Special Issue: Machine Learning for Complex Systems Modelling and Control

Guest Editors

Prof. Antonello Rizzi
Information Engineering, Electronics and Telecommunications Department University of Rome "La Sapienza", Italy
Email: antonello.rizzi@uniroma1.it


Dr. Alessio Martino
Institute of Cognitive Sciences and Technologies (ISTC-CNR) - Italian National Research Council, Italy
Email: alessio.martino@istc.cnr.it

Manuscript Topics
Complex systems are everywhere in nature and are by far more common than ‘simple’ ones, which are the true outliers in our world.


In short, a complex system can be characterized by a network of many atomic interacting elements, each of which performs a (usually non-linear) functional role. Dually, a complex system can be viewed as a multi-layered structure where each layer is composed by some sort of aggregation of previous level entities. For example, proteins do interact each other to give rise to an organized metabolism, while at the same time each protein (a single node of such interaction network) is itself a network of interacting amino-acid residues.


Building predictive models of such complex systems is a challenging task, yet of utmost importance for advancements in natural sciences (e.g., physics, biology, neurosciences), as well for achieving technological goals (e.g., cybersecurity, natural language processing, clinical diagnostic systems, precision medicine, smart grids, intelligent transportation systems).

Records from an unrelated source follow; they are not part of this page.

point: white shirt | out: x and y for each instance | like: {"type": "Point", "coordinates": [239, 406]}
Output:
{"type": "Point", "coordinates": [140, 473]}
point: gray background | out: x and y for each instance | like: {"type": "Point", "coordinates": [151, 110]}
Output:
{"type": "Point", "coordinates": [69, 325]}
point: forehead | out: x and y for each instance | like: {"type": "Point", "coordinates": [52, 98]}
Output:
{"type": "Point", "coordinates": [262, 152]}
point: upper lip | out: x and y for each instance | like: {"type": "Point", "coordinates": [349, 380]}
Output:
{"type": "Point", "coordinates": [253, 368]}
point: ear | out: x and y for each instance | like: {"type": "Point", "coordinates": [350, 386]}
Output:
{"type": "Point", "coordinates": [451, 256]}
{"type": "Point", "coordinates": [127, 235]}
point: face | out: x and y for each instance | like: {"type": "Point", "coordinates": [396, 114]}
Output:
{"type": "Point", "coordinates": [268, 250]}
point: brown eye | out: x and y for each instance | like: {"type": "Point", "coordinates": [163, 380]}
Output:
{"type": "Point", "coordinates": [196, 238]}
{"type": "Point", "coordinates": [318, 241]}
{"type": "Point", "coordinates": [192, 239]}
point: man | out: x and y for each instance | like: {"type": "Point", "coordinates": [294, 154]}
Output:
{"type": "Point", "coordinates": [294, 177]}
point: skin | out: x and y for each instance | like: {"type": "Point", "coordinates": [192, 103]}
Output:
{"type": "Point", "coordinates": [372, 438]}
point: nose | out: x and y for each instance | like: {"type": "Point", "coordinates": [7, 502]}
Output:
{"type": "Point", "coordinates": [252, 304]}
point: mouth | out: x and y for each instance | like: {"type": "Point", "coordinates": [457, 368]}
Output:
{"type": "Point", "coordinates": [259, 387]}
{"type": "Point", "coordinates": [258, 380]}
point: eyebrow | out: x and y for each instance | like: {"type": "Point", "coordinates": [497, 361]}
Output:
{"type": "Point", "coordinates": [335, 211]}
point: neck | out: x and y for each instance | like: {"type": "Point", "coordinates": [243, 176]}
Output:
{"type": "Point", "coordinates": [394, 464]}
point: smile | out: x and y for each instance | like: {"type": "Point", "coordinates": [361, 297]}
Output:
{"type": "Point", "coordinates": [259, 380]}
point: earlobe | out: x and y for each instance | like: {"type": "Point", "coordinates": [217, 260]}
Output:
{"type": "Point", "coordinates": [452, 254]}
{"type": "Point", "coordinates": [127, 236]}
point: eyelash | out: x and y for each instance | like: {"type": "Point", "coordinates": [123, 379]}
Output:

In the last decade, machine learning and computational intelligence techniques emerged as powerful tools in order to model input-output relationships derived from (usually non-linear) processes that are not known in closed form. However, since modelling complexity demands complexity, naïve approaches such as a mere sampling of real-valued measurements and their concatenation in a feature vector are often ineffective as this would lead to a huge information loss which, in turn, might compromise the modelling capabilities.


In this Special Issue, we would like to collect research papers and focused reviews, as well as application-oriented works, on advanced pattern recognition techniques, mostly relying on computational intelligence and machine learning tools, able to deal with complex systems.


Topics of interest include (but are not limited to):
• Machine learning and computational intelligence
• Advanced pattern recognition systems
• Granular Computing
• Machine Learning techniques for structured data (such as graphs, sequences, trees)
• Recurrence Quantification Analysis
• Topological Data Analysis
• Multi-agent Systems and Agent-based Modelling
• Complex dynamical and hierarchical systems


Focused applications can include:
• Bioinformatics and bioengineering
• Precision medicine and clinical diagnostic systems
• Smart grids, micro grids and Intelligent Energy Management
• Intelligent transportation systems
• Natural language processing
• Cybersecurity
• Condition based maintenance


Instructions for authors
http://www.aimspress.com/mbe/news/solo-detail/instructionsforauthors
Please submit your manuscript to online submission system
https://aimspress.jams.pub/

Paper Submission

All manuscripts will be peer-reviewed before their acceptance for publication. The deadline for manuscript submission is 31 October 2021

Published Papers({{count}})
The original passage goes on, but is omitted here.